I gladly sought out a desk at the back of the room, ignoring the snickers as I passed Paige’s three blonde minions, Janie, Jane, and Jan. Apparently they’d legally changed their names in junior high so they’d match…
forever
. How Paige had resisted the blondilocks peer pressure, I could only guess.
Assholes.
“Is this like that story about the guy who snuck onto a train?” Kyle asked from his keener desk at the front of the room.
Phillips raised a brow.
“You know, he hops into an empty container thingy and discovers it’s a freezer unit. Only, it isn’t. He just thinks it is. When they find his body, he’s frozen to death.”
The class tittered.
“That, my young friend,” Phillips said, shaking his head, “would be an urban legend.”

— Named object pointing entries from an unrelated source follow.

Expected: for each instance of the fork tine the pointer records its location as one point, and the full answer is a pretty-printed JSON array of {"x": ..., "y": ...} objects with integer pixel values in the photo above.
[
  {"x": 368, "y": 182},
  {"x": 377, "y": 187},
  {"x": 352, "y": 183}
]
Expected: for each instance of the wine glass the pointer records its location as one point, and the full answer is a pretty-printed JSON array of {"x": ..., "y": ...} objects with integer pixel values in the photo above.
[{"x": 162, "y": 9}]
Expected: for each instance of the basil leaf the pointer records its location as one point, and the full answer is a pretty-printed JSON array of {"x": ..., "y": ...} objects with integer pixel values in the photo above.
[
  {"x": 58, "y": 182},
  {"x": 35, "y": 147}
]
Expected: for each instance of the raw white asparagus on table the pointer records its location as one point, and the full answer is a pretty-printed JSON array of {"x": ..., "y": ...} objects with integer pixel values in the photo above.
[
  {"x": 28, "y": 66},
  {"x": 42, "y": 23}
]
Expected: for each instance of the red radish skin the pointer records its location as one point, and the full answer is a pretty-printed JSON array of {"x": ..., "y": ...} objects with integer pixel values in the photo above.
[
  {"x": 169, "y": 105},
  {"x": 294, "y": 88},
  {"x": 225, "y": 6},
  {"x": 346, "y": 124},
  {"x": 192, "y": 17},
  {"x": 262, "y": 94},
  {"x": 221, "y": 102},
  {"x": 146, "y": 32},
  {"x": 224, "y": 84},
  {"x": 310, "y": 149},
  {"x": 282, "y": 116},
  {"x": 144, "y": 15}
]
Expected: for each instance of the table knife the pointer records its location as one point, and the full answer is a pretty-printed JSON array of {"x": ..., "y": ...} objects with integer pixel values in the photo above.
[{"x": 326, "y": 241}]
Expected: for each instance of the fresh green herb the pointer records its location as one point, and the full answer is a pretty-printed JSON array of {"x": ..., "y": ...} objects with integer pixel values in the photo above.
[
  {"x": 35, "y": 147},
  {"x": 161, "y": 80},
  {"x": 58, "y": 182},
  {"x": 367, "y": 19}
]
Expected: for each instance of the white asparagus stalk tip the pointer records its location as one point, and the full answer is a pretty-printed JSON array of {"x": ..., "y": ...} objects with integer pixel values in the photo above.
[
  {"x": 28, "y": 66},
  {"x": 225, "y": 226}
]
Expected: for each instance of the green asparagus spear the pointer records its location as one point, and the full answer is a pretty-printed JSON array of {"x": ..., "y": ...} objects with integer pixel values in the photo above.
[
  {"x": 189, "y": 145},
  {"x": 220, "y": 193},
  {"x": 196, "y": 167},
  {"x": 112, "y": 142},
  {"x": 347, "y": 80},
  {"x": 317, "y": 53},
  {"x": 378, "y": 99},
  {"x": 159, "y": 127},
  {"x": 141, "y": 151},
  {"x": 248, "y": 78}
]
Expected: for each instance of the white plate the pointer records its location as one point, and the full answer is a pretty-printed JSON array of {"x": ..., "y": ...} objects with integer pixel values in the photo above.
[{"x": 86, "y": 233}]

Hmm, teach was wrong about that. My father had been in on that case. The victim had been bitten by an Italian Toranto, a spider creature notorious for freeze-drying its victims, preserving them for later consumption. The poor guy probably hadn’t seen it coming. Torantos usually assume the form of a beautiful woman, luring men into caves, or in this case, an abandoned train car, and then delivering a killing bite and eventually sucking out their innards.
Urban legends were kind of like that low-carb vegetarian food Sammi insisted on feeding us—all the nutrition with none of the meat. The legends presented some of the facts, but left out the good stuff.
I slunk low in my chair and left my textbook unopened on my desk. The feeling of eyes on me lingered. As if the whole class had swiveled in their seats and were staring me down, even though I was the one looking at the backs of their heads. I wrapped my arms across my chest.